In the last couple of years, he had started being very forgetful. One time he woke up from his sleep yelling that he wanted to go to Al-Berwa, insisting that someone take him there. My mom couldn't help but shed tears at the sight of this. He'd also start mentioning people he knew there; when we'd try to calm him and tell him he was probably dreaming, he'd stare into our eyes, give us that grumpy look, then sigh as he closed his eyes, trying to go back to sleep.

My grandfather lived in Beirut’s Borj Al-Barajneh camp most of his life; he worked as a butcher and most of the community knew him very well. So, it was right to have his burial there. We used to visit the camp frequently, but rarely during the last couple of years. Walking through the camp again was a shock. There was trash everywhere, sewage leaking all over the place, foul odors and uneven ground. I guess it's always been that way; maybe I had been too young to notice it. People walked around doing what they usually do during Eid (an Islamic celebration following the end of Ramadan): visit their friends and family, take their kids somewhere fun or buy them something sweet.

We walked through a very tight path called Zaroubi** and in a corner was a rusty old swing that caught my attention.
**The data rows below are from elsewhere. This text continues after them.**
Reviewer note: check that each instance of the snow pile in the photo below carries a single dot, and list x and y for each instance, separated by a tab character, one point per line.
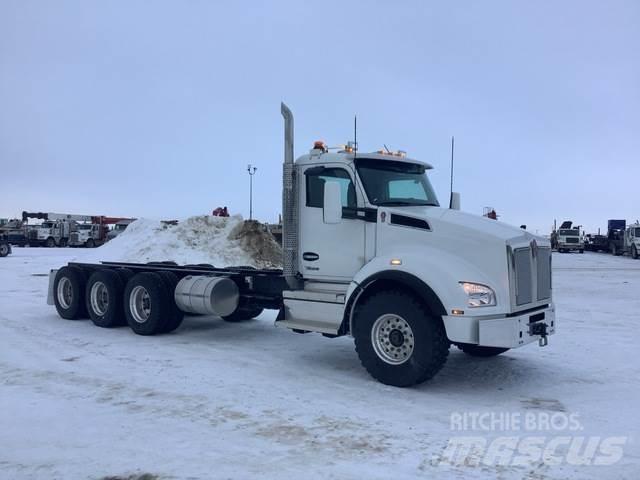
220	241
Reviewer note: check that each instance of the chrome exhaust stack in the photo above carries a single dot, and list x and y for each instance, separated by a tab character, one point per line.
290	213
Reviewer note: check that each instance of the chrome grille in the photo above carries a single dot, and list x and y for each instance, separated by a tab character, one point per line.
523	275
544	273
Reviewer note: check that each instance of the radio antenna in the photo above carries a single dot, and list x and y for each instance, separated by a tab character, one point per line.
355	136
451	184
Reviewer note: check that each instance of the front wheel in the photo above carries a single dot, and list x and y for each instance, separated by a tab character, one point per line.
479	351
146	303
104	293
68	293
398	340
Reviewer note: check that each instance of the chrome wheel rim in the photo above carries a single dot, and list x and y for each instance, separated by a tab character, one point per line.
392	339
65	293
99	297
140	304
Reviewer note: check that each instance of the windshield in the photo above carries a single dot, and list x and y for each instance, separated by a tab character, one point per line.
393	183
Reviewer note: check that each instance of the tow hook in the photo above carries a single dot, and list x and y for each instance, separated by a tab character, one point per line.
539	328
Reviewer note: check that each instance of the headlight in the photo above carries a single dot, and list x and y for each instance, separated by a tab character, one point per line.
478	295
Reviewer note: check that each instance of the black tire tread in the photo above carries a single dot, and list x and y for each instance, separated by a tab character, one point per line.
440	342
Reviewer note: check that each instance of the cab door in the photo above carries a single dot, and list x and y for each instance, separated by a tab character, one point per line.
329	252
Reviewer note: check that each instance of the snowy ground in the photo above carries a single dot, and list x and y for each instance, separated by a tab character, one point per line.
219	400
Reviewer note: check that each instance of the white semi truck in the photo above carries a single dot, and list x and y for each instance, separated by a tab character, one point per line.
570	239
367	251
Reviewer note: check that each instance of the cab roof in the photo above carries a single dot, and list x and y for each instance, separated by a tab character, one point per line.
318	156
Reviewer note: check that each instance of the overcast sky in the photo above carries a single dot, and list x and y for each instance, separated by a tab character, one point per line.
155	108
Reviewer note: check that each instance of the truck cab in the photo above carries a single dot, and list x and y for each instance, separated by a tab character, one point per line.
369	251
632	240
87	235
118	228
51	233
570	239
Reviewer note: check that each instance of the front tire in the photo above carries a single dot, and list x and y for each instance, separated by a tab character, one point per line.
146	303
398	340
479	351
68	293
104	299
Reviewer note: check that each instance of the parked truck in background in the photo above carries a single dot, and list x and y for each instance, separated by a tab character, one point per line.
615	236
96	232
569	238
367	251
50	233
88	235
624	239
118	228
595	242
5	246
14	231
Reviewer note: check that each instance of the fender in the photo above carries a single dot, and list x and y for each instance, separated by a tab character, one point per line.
397	276
433	275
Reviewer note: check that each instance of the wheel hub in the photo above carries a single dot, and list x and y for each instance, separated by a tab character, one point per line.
99	298
140	304
396	337
392	339
65	292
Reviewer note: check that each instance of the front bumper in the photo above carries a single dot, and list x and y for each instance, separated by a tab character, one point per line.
502	331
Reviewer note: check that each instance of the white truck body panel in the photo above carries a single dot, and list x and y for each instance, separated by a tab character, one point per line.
453	247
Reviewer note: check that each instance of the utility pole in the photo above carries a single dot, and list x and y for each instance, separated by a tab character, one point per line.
251	170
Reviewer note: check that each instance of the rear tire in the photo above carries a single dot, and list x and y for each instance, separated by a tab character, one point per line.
146	304
479	351
176	315
398	340
243	313
68	293
104	299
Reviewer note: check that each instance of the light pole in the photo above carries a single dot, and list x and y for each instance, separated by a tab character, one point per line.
251	170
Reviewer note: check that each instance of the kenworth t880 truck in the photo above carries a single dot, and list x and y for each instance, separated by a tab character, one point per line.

A man was pushing it forcefully, while kids enjoyed the ride and sang traditional Eid rhymes, giggling and screaming happily. The camp has a very close-knit community. Although my grandparents had left the camp a long time ago, people kept coming to my grandfather's sister's house to offer their condolences. I barely knew any of the people who greeted me to show their empathy. I'm not sure they knew me either; they just knew I was related to him.

The hardest part of it all was seeing my grandfather before the burial, bidding him a last goodbye and planting a kiss on his forehead, while sending several prayers his way. I wonder if he ever imagined that in 1948 that he was bidding his land his last goodbye. Most of our grandparents left Palestine thinking it was just a temporary situation, that they would go back in a short while. That probably explains why my grandfather would hate even the thought of buying property in Lebanon***. When his sons or daughters would buy something, he'd stubbornly order them to "go sell it!" We never really could get our heads around why he was so angry about that stuff. He had kept all his keys and the deeds for the land he bought prior to leaving Al-Berwa, in anticipation of going back one day. Yet it was his destiny to die outside his land and be buried in the soil of another. May your soul rest in peace jiddo (grandpa)!

We, the youth, always speak about longing for our land; we speak the slogans and raise the banners, but whatever emotion we have will never amount to what our grandparents experienced, and still do.

Mentor: Pam Bailey
Posted September 30, 2015

* Yawm al Nakba means "The Day of the Catastrophe" in Arabic; it is the day when Palestinians were displaced from Palestinian lands in 1948, prior to and after the declaration of an Israeli state.

** Camps in Lebanon are highly populated; houses are so close that two people walking side by side often barely fit in the paths between houses.

*** The law dictating that Palestinian refugees in Lebanon cannot own property wasn't passed until March 2001; even after the law was implemented, Palestinians still buy property but they are unable to register it; they either register their property in the name of a Lebanese friend or a Palestinian relative who holds a foreign citizenship.